Speakers
Description
Scientific experiments and computations, especially in High Energy Physics, are generating and accumulating data at an unprecedented rate. Effectively managing this vast volume of data while ensuring efficient data analysis poses a significant challenge for data centers, which must integrate various storage technologies. This paper proposes addressing this challenge by designing a multi-tiered storage model that employs diverse storage technologies tailored to different data needs, thereby addressing data classification, placement, and migration.

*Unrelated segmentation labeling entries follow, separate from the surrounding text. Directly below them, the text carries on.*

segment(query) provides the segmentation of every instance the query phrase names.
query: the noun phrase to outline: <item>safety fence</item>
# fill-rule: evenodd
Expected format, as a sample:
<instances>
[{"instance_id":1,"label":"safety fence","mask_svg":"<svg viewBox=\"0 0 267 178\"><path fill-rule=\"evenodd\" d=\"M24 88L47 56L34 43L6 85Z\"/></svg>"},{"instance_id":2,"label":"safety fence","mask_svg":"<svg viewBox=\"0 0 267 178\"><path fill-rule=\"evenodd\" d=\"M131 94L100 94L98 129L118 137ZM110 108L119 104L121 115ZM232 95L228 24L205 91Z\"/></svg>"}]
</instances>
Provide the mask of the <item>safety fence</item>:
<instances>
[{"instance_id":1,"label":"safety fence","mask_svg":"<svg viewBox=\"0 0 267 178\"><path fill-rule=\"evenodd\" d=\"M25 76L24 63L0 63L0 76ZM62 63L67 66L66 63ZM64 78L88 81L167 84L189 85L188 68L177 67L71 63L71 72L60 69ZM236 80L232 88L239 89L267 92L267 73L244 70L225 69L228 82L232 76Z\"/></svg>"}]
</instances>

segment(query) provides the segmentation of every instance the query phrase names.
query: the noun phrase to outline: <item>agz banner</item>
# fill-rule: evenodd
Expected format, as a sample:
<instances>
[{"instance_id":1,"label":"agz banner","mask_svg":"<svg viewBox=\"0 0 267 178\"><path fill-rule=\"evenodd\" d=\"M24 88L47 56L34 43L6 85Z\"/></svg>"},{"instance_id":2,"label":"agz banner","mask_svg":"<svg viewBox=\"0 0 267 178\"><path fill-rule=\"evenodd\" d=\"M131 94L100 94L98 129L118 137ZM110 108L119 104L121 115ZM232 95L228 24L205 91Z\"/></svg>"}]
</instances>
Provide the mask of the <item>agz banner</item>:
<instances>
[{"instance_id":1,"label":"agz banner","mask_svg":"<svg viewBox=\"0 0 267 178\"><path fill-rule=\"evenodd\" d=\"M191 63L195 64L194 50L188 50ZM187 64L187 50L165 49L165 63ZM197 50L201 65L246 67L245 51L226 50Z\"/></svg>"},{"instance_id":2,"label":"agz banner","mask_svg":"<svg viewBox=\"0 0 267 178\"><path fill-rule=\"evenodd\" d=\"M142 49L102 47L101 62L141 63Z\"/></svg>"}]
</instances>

While users and administrators manually optimize storage by migrating data based on simple rules derived from human knowledge, decisions, and basic usage statistics, evaluating the placement of data in different storage classes with I/O-intensive workloads remains a complex task. To overcome this challenge and address existing limitations, we have developed a precise data popularity prediction model utilizing state-of-the-art AI/ML techniques. This model is crafted from the analysis of ATLAS data and access patterns. It enables us to migrate infrequently accessed data to more economical storage media, such as tape drives, while storing frequently accessed data on faster yet costlier storage media like HDD or SSD. This strategic approach ensures data is placed optimally into the appropriate storage classes, thereby maximizing storage capacity while minimizing data access latency for end-users. Additionally, we provide insights and explore potential implementations of an autonomous multi-tiered storage system on the storage infrastructure at BNL, leveraging dCache technology. Furthermore, we will discuss the outcomes and compare different implementation strategies.